Knox students and scholars from the United States, Canada and the United Kingdom gathered in the Ferris Lounge to observe the public lecture of the Second International Symposium on Expeditionary Forces in World War I.
Professor of French Cultural History at Leeds University Alison Fell visited the Knox campus on the evening of Friday, April 27. Her lecture, “Far From Home?: Perceptions and Experiences of First World War Nurses and Their Patients,” explored an often overlooked topic in modern history through narratives and socio-historical analyses.
Fell centered her lecture around WWI nurses and their relationships to patients, the media’s depictions of home and enemy nurses, as well as public esteem for nurses’ status.
Studying the narratives of WWI nurses has helped Fell analyze the experiences of non-combatant personnel who weren’t considered to be contributors to the war effort.

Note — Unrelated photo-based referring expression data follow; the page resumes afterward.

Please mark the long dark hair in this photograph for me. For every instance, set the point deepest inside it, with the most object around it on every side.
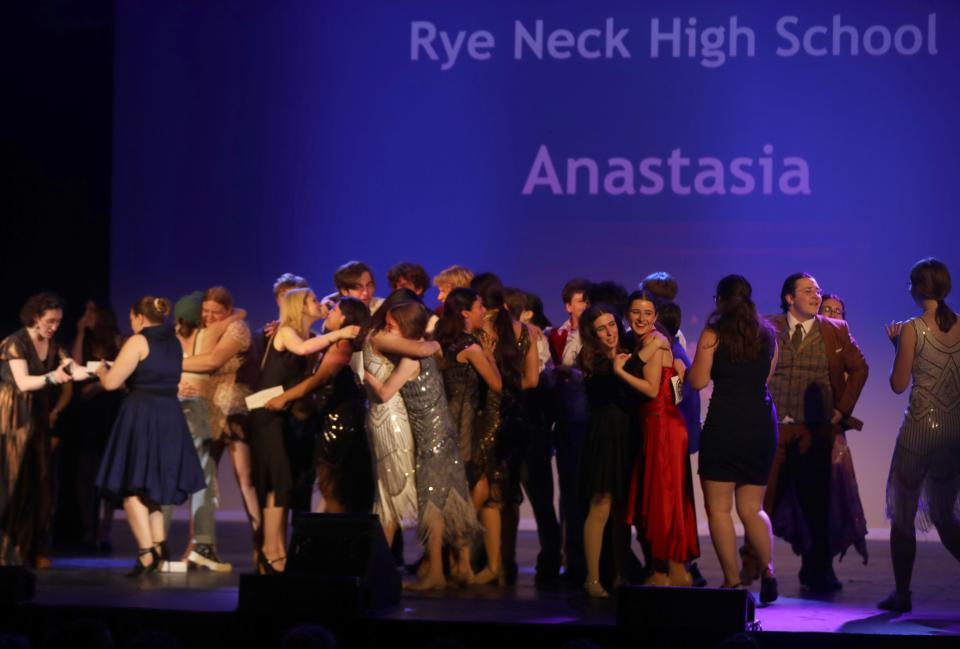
(930, 280)
(740, 329)
(507, 354)
(451, 320)
(378, 322)
(357, 313)
(102, 339)
(593, 355)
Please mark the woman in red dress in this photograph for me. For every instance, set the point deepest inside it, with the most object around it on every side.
(661, 486)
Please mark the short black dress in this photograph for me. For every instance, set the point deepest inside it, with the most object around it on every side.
(150, 452)
(739, 437)
(609, 446)
(342, 443)
(269, 430)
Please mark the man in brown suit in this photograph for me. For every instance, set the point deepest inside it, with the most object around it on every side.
(818, 379)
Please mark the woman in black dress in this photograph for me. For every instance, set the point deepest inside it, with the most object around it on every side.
(738, 351)
(608, 451)
(467, 368)
(31, 364)
(344, 467)
(149, 460)
(285, 362)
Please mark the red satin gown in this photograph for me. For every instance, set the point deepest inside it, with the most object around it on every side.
(661, 486)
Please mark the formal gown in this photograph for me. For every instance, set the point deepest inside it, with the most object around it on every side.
(462, 384)
(661, 489)
(500, 431)
(26, 480)
(342, 441)
(150, 452)
(739, 437)
(269, 431)
(609, 445)
(442, 493)
(392, 449)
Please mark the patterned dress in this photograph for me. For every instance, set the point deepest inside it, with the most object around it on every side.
(26, 487)
(500, 431)
(391, 445)
(462, 384)
(227, 395)
(442, 492)
(924, 482)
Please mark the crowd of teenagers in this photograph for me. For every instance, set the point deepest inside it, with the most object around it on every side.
(442, 419)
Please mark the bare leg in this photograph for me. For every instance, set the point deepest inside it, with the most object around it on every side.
(490, 519)
(718, 500)
(756, 523)
(242, 461)
(139, 518)
(434, 579)
(274, 534)
(326, 478)
(389, 530)
(593, 540)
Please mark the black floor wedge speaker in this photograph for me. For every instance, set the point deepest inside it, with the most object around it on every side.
(337, 565)
(17, 585)
(720, 610)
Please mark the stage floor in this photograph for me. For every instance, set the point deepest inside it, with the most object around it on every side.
(99, 582)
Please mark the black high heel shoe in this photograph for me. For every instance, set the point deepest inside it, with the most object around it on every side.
(265, 566)
(140, 568)
(162, 553)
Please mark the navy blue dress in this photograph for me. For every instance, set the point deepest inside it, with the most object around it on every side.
(150, 452)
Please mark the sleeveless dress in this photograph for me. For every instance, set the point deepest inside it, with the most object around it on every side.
(661, 489)
(924, 482)
(739, 437)
(268, 429)
(462, 384)
(342, 442)
(228, 394)
(26, 480)
(608, 446)
(442, 492)
(392, 450)
(150, 452)
(500, 433)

Associate Professor of History Emre Sencer also attended Fell’s lecture.
Sencer added that there were common misconceptions about the degree of involvement of war personnel:
“Wars are not just fought by [soldiers] but there are all these other [roles] like drivers, clerks, cooks, but more importantly nurses,” Sencer said.

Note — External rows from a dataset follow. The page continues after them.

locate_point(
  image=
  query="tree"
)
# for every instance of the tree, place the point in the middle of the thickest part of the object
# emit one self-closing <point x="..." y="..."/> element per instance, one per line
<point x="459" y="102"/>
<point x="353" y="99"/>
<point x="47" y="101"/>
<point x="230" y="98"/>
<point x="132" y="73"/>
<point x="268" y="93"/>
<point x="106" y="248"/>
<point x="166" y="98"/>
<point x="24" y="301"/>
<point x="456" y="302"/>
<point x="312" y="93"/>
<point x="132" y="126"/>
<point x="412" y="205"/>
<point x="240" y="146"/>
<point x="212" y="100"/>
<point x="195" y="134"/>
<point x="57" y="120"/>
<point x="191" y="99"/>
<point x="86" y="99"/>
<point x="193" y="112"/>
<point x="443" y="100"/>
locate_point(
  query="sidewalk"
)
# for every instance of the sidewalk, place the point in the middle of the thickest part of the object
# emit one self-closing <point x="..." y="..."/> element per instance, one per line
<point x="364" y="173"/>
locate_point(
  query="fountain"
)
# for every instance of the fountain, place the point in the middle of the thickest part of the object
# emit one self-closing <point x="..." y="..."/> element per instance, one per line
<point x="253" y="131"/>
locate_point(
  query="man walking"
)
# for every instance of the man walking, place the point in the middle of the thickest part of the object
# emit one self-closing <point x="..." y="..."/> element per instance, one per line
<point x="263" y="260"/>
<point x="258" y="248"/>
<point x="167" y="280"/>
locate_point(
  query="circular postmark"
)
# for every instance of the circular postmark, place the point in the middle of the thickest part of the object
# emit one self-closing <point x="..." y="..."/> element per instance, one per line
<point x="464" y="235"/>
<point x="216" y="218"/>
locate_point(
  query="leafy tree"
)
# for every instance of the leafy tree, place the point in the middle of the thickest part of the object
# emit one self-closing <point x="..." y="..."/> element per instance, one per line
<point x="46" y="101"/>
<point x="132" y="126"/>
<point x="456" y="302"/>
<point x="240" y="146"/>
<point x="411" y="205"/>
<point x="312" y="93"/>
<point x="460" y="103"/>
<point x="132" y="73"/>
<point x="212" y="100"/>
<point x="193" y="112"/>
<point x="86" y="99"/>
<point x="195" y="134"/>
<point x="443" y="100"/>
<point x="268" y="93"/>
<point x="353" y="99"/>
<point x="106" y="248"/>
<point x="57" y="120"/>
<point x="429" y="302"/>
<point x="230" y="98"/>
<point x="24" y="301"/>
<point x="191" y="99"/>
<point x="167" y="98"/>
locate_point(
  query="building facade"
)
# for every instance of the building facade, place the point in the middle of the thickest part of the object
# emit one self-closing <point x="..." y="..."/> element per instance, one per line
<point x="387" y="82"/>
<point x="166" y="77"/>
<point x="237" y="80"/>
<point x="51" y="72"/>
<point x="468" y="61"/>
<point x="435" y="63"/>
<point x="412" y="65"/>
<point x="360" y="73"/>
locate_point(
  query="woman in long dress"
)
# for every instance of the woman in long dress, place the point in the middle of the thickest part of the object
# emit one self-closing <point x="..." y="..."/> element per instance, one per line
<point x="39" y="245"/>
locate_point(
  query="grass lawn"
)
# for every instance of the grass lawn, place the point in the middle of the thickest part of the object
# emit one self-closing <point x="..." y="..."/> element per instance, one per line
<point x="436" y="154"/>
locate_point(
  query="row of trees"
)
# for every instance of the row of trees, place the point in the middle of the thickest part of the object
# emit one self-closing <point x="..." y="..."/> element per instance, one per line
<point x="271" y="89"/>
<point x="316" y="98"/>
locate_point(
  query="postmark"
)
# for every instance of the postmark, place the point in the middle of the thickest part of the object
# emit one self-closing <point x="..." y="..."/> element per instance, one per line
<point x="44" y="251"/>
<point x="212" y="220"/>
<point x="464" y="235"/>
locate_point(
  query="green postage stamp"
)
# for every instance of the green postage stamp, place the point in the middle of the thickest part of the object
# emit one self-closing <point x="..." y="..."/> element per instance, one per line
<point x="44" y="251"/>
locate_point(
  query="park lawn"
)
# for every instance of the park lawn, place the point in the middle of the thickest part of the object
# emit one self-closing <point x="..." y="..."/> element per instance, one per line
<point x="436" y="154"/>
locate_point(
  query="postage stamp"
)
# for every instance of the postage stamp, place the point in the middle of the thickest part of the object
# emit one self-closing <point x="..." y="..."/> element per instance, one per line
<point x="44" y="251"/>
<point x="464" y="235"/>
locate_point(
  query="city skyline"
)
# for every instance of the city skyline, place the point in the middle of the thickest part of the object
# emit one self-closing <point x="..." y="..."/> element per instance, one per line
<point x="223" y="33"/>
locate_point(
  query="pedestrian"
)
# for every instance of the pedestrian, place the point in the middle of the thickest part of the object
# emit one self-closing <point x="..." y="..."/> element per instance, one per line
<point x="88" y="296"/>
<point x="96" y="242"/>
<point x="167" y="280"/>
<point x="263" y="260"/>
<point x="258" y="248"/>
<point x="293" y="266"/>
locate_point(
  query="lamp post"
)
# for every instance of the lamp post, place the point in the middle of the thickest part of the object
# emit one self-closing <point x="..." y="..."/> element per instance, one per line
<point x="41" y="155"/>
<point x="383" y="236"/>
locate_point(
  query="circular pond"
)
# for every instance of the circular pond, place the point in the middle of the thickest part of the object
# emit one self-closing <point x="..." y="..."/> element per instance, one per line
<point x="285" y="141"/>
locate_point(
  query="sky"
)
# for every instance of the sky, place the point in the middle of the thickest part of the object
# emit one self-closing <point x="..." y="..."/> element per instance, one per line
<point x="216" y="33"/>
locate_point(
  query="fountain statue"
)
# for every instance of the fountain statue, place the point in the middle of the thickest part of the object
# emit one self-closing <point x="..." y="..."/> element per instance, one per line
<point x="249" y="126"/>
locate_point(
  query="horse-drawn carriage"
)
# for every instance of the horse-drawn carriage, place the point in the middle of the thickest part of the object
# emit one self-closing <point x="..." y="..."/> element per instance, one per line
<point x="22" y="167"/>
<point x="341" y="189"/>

The International Symposium on Expeditionary Forces in World War I explores subjects beyond the experiences of nurses. Among the other topics Sencer mentioned were Prisoners of War, border issues and transnational issues.
“This is a rather understudied area, the notion of expedition É but we’re not interested in tactics and strategies, we’re interested in what happens to humans,” Sencer said.
Fell’s lecture also focused on the human aspect of storytelling. She delved into the stereotyping of war nurses from sex objects to saintly maternal figures, and examined the war’s lasting impact on their lives.
“As [Fell] said, a nurse is not just someone in a mothering position, but someone who has to intimately deal with broken bodies of men, so it has a huge traumatic factor on them as well,” Sencer said.
He believes that studying this topic can influence the way we analyze modern military situations such as the ones in Afghanistan and Iraq.
“If you want to understand what it meant to go abroad and come back, which is a factor we live with right now if you consider wars in Afghanistan and Iraq, our serving men and women are having these problems as well, [so] we get a mirror to look into that [experience] 100 years earlier in a broader perspective,” Sencer said.
Knox’s Digital Media Specialist Ethan Crow agreed with Sencer’s point of view. He noted that as political times change, parallels to different historical times are often invoked. He listed the ‘50s and ‘70s as examples of political times that have strong connections to current events. However, he believes all of history should be used to learn from.
“Everything in the cannon of history needs representation — what people think of as relevant day to day will change a lot depending on the time — today, the average person may not be thinking about WWI very much but that doesn’t mean that WWI is not relevant to the day to day life, it’s just that they’re not familiar [with it],” Crow said.
Crow believes the academic impact of hosting the Expeditionary Forces symposiums at Knox is especially pertinent.
According to Crow, aside from spectators who are able to learn from and engage with the speaker during the presentation, Knox students also benefit indirectly from the lecture content.
“Conferences like these are really important because they present an opportunity for the college to be a center for intellectual development … Our professors are able to bring those [new] ideas into the classroom as well, so it [allows for] a lot of development,” Crow said.
Sencer commented on the predicted success of the symposium considering its growth in members and their ongoing work.
“If [their essays] get published I think it will be the first devoted volume on expedition other than just strategy and tactic, but the human aspects of war and society,” Sencer said.